Using data repository tasks to export changes - FSx for Lustre

Using data repository tasks to export changes

The export data repository task exports files that are new or changed in your file system. It creates a new object in S3 for any new file on the file system. For any file that has been modified on the file system, or whose metadata has been modified, the corresponding object in S3 is replaced with a new object with the new data and metadata. No action is taken for files that have been deleted from the file system.

Note

Keep the following in mind when using export data repository tasks:

  • The use of wildcards to include or exclude files for export isn't supported.

  • When performing mv operations, the target file after being moved will be exported to S3 even if there is no UID, GID, permission, or content change.

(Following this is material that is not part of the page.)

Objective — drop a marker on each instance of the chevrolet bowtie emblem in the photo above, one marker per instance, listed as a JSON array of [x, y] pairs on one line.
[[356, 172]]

Use the following procedures to export data and metadata changes on the file system to linked S3 buckets by using the Amazon FSx console and CLI. Note that you can use one data repository task for multiple DRAs.

  1. Open the Amazon FSx console at https://console.aws.amazon.com/fsx/.

  2. On the navigation pane, choose File systems, then choose your Lustre file system.

  3. Choose the Data repository tab.

  4. In the Data repository associations pane, choose the data repository association you want to create the export task for.

  5. For Actions, choose Export task. This choice isn't available if the file system isn't linked to a data repository on S3. The Create export data repository task dialog appears.

  6. (Optional) Specify up to 32 directories or files to export from your Amazon FSx file system by providing the paths to those directories or files in File system paths to export. The paths you provide need to be relative to the mount point of the file system. If the mount point is /mnt/fsx and /mnt/fsx/path1 is a directory or file on the file system you want to export, then the path to provide is path1.

    Note

    If a path that you provide isn't valid, the task fails.

  7. (Optional) Choose Enable under Completion report to generate a task completion report after the task completes. A task completion report provides details about the files processed by the task that meet the scope provided in Report scope. To specify the location for Amazon FSx to deliver the report, enter a relative path on the file system's linked S3 data repository for Report path.

  8. Choose Create.

    A notification at the top of the File systems page shows the task that you just created in progress.

To view the task status and details, scroll down to the Data Repository Tasks pane in the Data Repository tab for the file system. The default sort order shows the most recent task at the top of the list.

To view a task summary from this page, choose Task ID for the task you just created. The Summary page for the task appears.

  • Use the create-data-repository-task CLI command to export data and metadata changes on your FSx for Lustre file system. The corresponding API operation is CreateDataRepositoryTask.

    $ aws fsx create-data-repository-task \ --file-system-id fs-0123456789abcdef0 \ --type EXPORT_TO_REPOSITORY \ --paths path1,path2/file1 \ --report Enabled=true

    After successfully creating the data repository task, Amazon FSx returns the task description as JSON, as shown in the following example.

    { "Task": { "TaskId": "task-123f8cd8e330c1321", "Type": "EXPORT_TO_REPOSITORY", "Lifecycle": "PENDING", "FileSystemId": "fs-0123456789abcdef0", "Paths": ["path1", "path2/file1"], "Report": { "Path":"s3://dataset-01/reports", "Format":"REPORT_CSV_20191124", "Enabled":true, "Scope":"FAILED_FILES_ONLY" }, "CreationTime": "1545070680.120", "ClientRequestToken": "10192019-drt-12", "ResourceARN": "arn:aws:fsx:us-east-1:123456789012:task:task-123f8cd8e330c1321" } }

After creating the task to export data to the linked data repository, you can check the status of the export data repository task. For more information about viewing data repository tasks, see Accessing data repository tasks.